11. A first apparatus, comprising:at least one memory; and at least one processor coupled with the at least one memory and configured to cause the first apparatus to: determine a set of encoder parameters for an encoder model of a two-sided model; transmit encoded data to a second apparatus, wherein the encoded data is based on an input sample and the encoder model, and the input sample determines the input to the encoder model and a preferred output of the two-sided model; determine a subset of the input sample based on a relevance metric or a first message from another apparatus; and transmit a first set of information associated with the preferred output of the two-sided model of the subset of the input sample.

12. The first apparatus of claim 11, wherein the at least one processor is configured to cause the first apparatus to transmit a second message based on the subset of the input sample.

13. The first apparatus of claim 11, wherein the set of encoder parameters is received from another apparatus.

14. The first apparatus of claim 11, wherein the preferred output of the two-sided model is the same as the input of the encoder model of the two-sided model.

15. The first apparatus of claim 11, wherein the first set of information is received from the second apparatus or another apparatus.

16. The first apparatus of claim 11, wherein the input sample is based on a channel data representation.

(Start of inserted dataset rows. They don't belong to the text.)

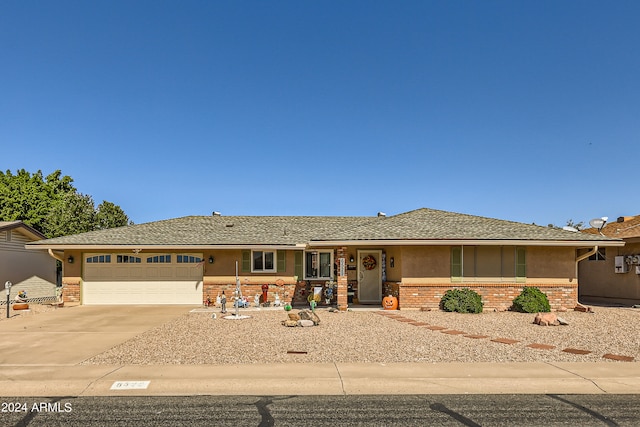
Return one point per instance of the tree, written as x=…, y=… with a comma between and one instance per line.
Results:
x=52, y=205
x=109, y=215
x=75, y=213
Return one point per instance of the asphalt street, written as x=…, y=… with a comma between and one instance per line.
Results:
x=365, y=410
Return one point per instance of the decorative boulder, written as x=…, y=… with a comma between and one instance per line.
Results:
x=309, y=315
x=546, y=319
x=305, y=323
x=294, y=316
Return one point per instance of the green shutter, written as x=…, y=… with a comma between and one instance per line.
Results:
x=297, y=264
x=246, y=261
x=282, y=265
x=456, y=263
x=521, y=265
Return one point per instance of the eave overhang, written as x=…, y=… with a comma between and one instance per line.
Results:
x=97, y=247
x=470, y=242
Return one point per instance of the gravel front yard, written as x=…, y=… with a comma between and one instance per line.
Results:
x=368, y=336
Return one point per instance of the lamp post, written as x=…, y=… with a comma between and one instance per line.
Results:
x=7, y=288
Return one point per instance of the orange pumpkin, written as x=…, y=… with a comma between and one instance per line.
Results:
x=390, y=303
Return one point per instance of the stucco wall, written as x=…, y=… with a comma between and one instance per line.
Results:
x=31, y=270
x=551, y=265
x=599, y=283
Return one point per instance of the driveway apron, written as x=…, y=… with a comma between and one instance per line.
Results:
x=70, y=335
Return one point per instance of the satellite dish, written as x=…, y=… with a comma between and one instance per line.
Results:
x=598, y=222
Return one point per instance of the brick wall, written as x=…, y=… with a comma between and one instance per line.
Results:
x=493, y=295
x=71, y=292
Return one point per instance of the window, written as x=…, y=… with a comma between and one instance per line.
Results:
x=188, y=259
x=489, y=264
x=317, y=264
x=128, y=259
x=159, y=259
x=599, y=255
x=263, y=261
x=102, y=259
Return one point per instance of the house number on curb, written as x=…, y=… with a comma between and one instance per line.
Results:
x=130, y=385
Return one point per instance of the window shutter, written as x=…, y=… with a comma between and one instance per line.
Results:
x=282, y=265
x=456, y=263
x=521, y=265
x=246, y=261
x=297, y=264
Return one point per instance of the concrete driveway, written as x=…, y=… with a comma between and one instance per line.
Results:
x=70, y=335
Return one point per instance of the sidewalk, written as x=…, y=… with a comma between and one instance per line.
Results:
x=321, y=379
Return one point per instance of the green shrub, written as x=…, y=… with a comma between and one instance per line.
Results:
x=461, y=301
x=531, y=300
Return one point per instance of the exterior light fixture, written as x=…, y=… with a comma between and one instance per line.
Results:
x=7, y=288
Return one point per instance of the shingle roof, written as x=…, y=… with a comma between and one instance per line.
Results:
x=216, y=230
x=421, y=224
x=431, y=224
x=628, y=227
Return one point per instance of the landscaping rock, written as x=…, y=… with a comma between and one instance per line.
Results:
x=290, y=323
x=583, y=308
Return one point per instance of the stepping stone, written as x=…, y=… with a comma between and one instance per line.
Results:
x=576, y=351
x=541, y=346
x=505, y=341
x=453, y=332
x=618, y=357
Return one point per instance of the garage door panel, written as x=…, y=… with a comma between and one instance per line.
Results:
x=142, y=283
x=142, y=292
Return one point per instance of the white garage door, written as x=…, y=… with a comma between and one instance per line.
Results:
x=142, y=279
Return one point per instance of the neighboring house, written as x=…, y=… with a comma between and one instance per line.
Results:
x=34, y=272
x=612, y=275
x=417, y=255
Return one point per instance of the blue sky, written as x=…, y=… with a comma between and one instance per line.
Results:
x=519, y=110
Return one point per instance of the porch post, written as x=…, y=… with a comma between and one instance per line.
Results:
x=342, y=278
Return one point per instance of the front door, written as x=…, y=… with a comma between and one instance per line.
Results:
x=369, y=277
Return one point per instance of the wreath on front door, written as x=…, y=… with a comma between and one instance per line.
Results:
x=369, y=262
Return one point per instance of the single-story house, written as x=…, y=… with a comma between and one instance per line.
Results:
x=612, y=275
x=416, y=256
x=33, y=272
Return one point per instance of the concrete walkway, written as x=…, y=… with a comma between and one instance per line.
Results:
x=41, y=355
x=322, y=379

17. The first apparatus of claim 16, wherein the channel data representation is determined based on reception of a reference signal from the second apparatus.

18. The first apparatus of claim 16, wherein the channel data representation is based on different transmit (TX)-receive (RX) pairs over different frequency bands or different time slots or TX-RX pair transformations in other domains.

19. A second apparatus, comprising: at least one memory; and at least one processor coupled with the at least one memory and configured to cause the second apparatus to: determine a set of decoder parameters for a decoder model of a two-sided model; receive an encoded data from a first apparatus; determine an output of the two-sided model based on the encoded data and the decoder model; receive a first set of information associated with a preferred output of the two-sided model of a subset of the encoded data, wherein the subset of the encoded data is determined based on a first message received from another apparatus or based on a relevance metric determined for each encoded data; and determine a model metric related to performance of the two-sided model, wherein the model metric is based on the output of the two-sided model and the first set of information.

20. The second apparatus of claim 19, wherein the at least one processor is configured to cause the second apparatus to transmit, to the first apparatus or another apparatus, a second message based on the subset of the encoded data, and the second message requests a corresponding output of the two-sided model associated with the subset of the encoded data.